在init()里会调用opendir(POWER_SUPPLY_SYSFS_PATH); 

opendir()函数的作用是:打开目录句柄,将返回一组目录流(一组目录字符串),说白了就是目录下的文件名。 

#define POWER_SUPPLY_SUBSYSTEM "power_supply"
#define POWER_SUPPLY_SYSFS_PATH "/sys/class/" POWER_SUPPLY_SUBSYSTEM
其实 opendir 打开的就是 sys/class/power_supply ,并返回这个路径下的所有文件。文件如下:
android 4.4 电池电量管理底层分析(C\C++层)_第6张图片

比如ac (充电器就叫AC)目录下面都有什么呢:


然后我们看init()代码里面,其实就是把各种路径读取出来,然后把路径赋值。 我们知道了init()干了什么,然后回归到主题:update() 中的属性从哪里来的。

我们只举一个例子。在update()中如何读取的当前电量级别(其他属性获取都是类似的)。在 update()函数中,获取当前电量等级代码如下:

    if (!mHealthdConfig->batteryCurrentNowPath.isEmpty())
        props.batteryCurrentNow = getIntField(mHealthdConfig->batteryCurrentNowPath);
会用getIntField() 去读取当前电量值。而且传入的参数是我们init()时获取的文件路径。 从路径下读取的值是什么呢,大家看下截图就明白了。如下:


看到没,其实就是读取文件里面的值。 100 是我当前手机的电量,我的手机是满电状态。

到此,我们第一个问题:

BatteryMonitor 中 update 方面里面如何获取的属性已经解决。

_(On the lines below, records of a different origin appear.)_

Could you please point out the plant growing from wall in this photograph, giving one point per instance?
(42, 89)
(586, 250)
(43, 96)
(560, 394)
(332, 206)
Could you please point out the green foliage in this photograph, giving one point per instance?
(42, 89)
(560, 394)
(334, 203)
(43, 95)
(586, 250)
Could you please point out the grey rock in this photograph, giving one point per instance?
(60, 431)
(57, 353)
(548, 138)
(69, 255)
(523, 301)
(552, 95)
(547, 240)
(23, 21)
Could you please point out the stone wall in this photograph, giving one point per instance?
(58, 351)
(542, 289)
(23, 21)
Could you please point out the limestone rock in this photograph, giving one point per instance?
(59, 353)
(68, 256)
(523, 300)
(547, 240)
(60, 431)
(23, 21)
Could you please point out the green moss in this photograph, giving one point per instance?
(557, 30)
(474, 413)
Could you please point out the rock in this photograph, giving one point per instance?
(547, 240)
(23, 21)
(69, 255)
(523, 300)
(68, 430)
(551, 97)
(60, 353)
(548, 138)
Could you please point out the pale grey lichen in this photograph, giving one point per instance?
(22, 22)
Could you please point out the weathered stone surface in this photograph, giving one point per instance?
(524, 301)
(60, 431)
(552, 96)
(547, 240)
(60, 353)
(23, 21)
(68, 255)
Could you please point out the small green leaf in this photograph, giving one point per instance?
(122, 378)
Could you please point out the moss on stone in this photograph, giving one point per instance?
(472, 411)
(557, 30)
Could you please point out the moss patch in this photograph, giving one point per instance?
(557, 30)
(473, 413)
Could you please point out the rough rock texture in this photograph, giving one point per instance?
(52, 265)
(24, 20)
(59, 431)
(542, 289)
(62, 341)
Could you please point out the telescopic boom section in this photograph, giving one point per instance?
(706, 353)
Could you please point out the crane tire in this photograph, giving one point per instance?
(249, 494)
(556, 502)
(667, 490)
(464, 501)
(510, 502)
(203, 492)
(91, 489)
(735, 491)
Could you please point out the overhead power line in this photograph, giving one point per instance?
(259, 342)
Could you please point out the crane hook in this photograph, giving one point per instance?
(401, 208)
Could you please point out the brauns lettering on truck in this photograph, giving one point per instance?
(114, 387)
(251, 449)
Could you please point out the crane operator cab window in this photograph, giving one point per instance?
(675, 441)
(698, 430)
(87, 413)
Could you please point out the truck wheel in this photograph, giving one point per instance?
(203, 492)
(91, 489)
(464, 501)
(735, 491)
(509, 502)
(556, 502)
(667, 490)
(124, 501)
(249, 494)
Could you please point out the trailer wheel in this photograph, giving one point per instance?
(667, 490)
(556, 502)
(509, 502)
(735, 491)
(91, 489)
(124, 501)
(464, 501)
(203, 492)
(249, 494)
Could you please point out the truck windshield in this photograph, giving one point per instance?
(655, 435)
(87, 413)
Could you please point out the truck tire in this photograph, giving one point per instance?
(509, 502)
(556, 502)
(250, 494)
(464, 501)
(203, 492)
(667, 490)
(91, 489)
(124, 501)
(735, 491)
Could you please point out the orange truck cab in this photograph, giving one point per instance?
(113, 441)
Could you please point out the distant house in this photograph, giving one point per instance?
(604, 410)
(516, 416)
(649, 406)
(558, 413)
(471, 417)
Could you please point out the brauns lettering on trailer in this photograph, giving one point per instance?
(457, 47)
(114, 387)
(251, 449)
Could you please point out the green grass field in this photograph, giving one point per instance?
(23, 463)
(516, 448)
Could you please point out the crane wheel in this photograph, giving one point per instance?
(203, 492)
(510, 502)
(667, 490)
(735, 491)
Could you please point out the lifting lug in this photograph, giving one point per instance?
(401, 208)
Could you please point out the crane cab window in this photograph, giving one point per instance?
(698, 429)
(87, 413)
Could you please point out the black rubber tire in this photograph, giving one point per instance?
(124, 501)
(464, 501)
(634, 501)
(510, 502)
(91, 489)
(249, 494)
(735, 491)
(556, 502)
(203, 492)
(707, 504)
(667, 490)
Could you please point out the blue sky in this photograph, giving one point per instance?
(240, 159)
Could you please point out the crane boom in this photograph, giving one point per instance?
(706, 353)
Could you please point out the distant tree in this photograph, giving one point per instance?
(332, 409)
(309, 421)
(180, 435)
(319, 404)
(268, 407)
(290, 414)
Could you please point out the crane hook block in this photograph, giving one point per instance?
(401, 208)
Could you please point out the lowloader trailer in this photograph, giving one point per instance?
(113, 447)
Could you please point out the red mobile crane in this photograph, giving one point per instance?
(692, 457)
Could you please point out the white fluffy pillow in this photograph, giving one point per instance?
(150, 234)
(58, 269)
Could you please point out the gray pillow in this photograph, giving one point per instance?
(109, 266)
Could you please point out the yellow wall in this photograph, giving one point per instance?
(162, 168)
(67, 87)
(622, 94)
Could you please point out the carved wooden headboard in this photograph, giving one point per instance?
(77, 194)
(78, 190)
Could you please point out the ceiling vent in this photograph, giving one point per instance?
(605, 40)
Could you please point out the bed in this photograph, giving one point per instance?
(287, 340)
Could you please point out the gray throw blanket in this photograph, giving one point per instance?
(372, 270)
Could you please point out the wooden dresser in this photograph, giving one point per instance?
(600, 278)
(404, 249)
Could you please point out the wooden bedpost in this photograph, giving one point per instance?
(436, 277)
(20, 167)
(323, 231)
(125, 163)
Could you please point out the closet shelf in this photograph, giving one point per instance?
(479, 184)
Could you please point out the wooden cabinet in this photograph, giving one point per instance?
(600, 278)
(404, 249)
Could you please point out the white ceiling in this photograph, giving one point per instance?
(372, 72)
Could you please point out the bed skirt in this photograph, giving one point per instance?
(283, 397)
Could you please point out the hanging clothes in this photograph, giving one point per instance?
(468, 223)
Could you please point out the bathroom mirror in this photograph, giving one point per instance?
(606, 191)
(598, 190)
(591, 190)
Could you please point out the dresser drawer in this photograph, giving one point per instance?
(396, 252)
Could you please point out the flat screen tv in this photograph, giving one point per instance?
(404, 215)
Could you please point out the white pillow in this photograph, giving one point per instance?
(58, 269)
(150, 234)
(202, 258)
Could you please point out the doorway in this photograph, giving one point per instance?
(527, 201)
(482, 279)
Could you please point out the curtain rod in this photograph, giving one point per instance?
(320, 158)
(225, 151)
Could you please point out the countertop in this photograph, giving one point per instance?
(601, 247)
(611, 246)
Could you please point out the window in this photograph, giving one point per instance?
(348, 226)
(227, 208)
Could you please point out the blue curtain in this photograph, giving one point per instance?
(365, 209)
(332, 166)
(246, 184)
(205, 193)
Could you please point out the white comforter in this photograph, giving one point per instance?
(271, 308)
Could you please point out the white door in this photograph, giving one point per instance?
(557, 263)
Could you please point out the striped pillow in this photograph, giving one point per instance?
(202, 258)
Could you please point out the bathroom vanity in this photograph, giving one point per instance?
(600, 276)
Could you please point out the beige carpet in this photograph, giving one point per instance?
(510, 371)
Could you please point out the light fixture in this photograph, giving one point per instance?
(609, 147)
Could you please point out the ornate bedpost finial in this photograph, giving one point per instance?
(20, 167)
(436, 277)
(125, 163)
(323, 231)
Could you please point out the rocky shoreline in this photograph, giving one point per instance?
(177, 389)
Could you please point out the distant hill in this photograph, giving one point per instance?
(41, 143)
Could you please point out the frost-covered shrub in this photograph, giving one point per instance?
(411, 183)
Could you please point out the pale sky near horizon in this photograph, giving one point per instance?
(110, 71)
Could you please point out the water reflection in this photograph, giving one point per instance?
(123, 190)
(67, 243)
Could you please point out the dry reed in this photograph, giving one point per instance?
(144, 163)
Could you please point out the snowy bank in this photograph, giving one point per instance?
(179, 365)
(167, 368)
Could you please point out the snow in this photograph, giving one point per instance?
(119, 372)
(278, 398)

就是根据路径,读取文件获得的。



下面来看第二个问题:

(2)属性变化后调用谁注册的监听。

在BatteryMonitor.cpp中的init()函数末尾 有这么一句:

    if (nosvcmgr == false) {
            mBatteryPropertiesRegistrar = new BatteryPropertiesRegistrar(this);
            mBatteryPropertiesRegistrar->publish();
    }

而在在BatteryMonitor.cpp中的update()函数末尾 有这么一句:

    if (mBatteryPropertiesRegistrar != NULL)
        mBatteryPropertiesRegistrar->notifyListeners(props);

由上面两个函数中的调用,我们很容易推测出 注册监听跟 BatteryPropertiesRegistrar有关。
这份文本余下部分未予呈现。